Harvest time in the Cotswolds is full of noise and activity with farm workers in the fields from first light until late in to the night. There’s never any time to sit and think about very much except the job of bringing in the crops. But this year has been different. Even the most hard-pressed staff have had good reason to pause for a short while. That’s because 100 years ago, as our forefathers were themselves harvesting on these famous hills, Britain was sending its first soldiers in to action in World War One. From Chipping Norton to Chipping Sodbury, the recent centenary commemorations have been moving and thought provoking. Services to mark the anniversary have made all of us consider the way that Cotswold farmers and their families responded to the crisis.

The war started with serious concerns that there would be food shortages. At the time we were far from self-sufficient and in the years leading up to 1914 around 60 per cent of Britain’s food came from overseas. So when war broke out there was a real fear of starvation here. The response of farmers and the Government of the day was swift and agriculture actually went through a boom during World War One.

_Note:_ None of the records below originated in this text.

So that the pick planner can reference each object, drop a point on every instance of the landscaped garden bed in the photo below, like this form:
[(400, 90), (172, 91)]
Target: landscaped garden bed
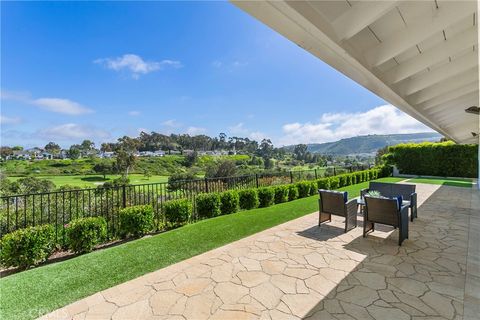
[(43, 289)]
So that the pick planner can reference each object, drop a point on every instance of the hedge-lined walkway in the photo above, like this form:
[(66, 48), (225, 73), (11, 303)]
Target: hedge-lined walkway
[(299, 271), (29, 294)]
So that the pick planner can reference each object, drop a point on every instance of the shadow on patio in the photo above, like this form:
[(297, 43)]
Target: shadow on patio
[(425, 277)]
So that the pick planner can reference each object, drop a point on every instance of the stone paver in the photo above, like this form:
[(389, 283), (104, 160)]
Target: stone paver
[(300, 271)]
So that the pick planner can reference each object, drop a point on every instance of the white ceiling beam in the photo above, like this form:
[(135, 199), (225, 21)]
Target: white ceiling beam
[(437, 54), (453, 83), (456, 105), (447, 14), (358, 17), (449, 96), (450, 69)]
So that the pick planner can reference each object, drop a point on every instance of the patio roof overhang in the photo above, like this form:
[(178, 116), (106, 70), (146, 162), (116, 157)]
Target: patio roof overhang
[(421, 56)]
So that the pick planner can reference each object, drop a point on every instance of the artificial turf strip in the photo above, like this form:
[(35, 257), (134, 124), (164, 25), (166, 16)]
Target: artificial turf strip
[(466, 183), (29, 294)]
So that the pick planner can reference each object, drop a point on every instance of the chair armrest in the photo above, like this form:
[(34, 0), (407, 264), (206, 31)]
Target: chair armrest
[(413, 199), (363, 192), (351, 207)]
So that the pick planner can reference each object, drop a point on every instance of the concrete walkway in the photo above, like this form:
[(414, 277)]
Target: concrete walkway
[(298, 270)]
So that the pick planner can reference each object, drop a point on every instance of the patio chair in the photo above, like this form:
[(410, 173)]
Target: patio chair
[(336, 203), (407, 191), (385, 211)]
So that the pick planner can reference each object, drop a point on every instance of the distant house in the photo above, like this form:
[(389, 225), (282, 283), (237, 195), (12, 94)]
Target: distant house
[(107, 154), (47, 156)]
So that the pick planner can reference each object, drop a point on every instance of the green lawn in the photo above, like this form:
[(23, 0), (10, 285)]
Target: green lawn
[(466, 183), (31, 293), (94, 180)]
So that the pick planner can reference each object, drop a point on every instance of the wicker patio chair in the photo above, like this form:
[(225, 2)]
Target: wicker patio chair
[(385, 211), (336, 203), (407, 191)]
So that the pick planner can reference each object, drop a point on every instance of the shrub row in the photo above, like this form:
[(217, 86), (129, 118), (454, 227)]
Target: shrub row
[(30, 246), (445, 159)]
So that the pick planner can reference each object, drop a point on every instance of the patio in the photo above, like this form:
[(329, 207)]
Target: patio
[(297, 270)]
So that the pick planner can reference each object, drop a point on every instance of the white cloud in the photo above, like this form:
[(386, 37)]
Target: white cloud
[(230, 66), (72, 131), (136, 65), (240, 130), (134, 113), (58, 105), (61, 106), (193, 131), (9, 120), (334, 126), (171, 123)]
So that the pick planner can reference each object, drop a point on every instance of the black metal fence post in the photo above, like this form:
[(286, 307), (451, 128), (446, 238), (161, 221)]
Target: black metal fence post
[(124, 196)]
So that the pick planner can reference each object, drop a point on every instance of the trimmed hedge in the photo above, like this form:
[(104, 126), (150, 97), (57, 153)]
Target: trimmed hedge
[(281, 194), (266, 196), (303, 188), (445, 159), (248, 199), (135, 221), (229, 202), (208, 205), (323, 183), (27, 247), (334, 183), (178, 212), (292, 192), (313, 188), (85, 233)]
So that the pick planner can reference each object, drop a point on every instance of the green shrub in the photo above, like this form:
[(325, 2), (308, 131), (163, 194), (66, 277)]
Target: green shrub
[(292, 192), (208, 205), (229, 202), (334, 183), (85, 233), (303, 188), (27, 247), (178, 212), (445, 159), (248, 199), (323, 183), (313, 188), (353, 178), (342, 180), (281, 194), (359, 176), (266, 196), (135, 221), (385, 171)]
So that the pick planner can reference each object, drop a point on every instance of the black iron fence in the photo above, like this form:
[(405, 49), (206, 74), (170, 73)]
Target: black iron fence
[(60, 207)]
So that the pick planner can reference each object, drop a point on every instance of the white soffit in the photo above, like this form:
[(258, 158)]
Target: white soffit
[(421, 56)]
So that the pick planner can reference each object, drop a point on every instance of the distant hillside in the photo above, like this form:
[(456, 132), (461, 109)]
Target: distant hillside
[(368, 144)]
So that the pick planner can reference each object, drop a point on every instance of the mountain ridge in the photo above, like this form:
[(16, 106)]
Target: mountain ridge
[(368, 144)]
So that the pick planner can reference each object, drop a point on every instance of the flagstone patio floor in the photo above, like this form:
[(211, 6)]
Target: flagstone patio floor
[(300, 271)]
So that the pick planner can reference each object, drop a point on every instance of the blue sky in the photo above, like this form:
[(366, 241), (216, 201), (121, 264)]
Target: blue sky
[(100, 70)]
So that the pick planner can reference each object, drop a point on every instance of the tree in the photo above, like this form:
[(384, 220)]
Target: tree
[(102, 168), (300, 151), (74, 152), (52, 148), (191, 159), (125, 161), (223, 168), (5, 151)]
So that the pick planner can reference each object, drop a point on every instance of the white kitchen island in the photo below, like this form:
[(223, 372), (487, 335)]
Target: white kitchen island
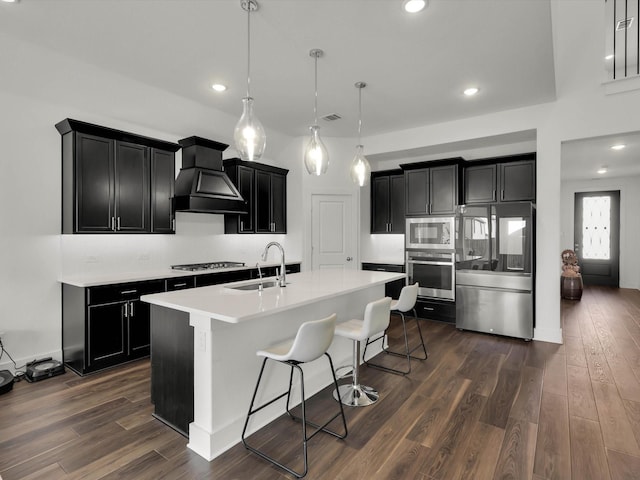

There was massive social change too. For many people it was the first time they had seen women working in the fields and woodlands of the Cotswolds. With so many men going off to war, their jobs were taken on by their wives and daughters. Then in 1917 the Women’s Land Army was created and soon more than a quarter of a million women were working as farm labourers. There’s a fascinating film in the Imperial War Museum archives of a recruiting march for the Oxfordshire Land Girls. The flickering black and white footage shows hundreds of people rallying in St Giles before a procession of flag-waving volunteers and hay wagons makes its way along Cornmarket and Broad Street.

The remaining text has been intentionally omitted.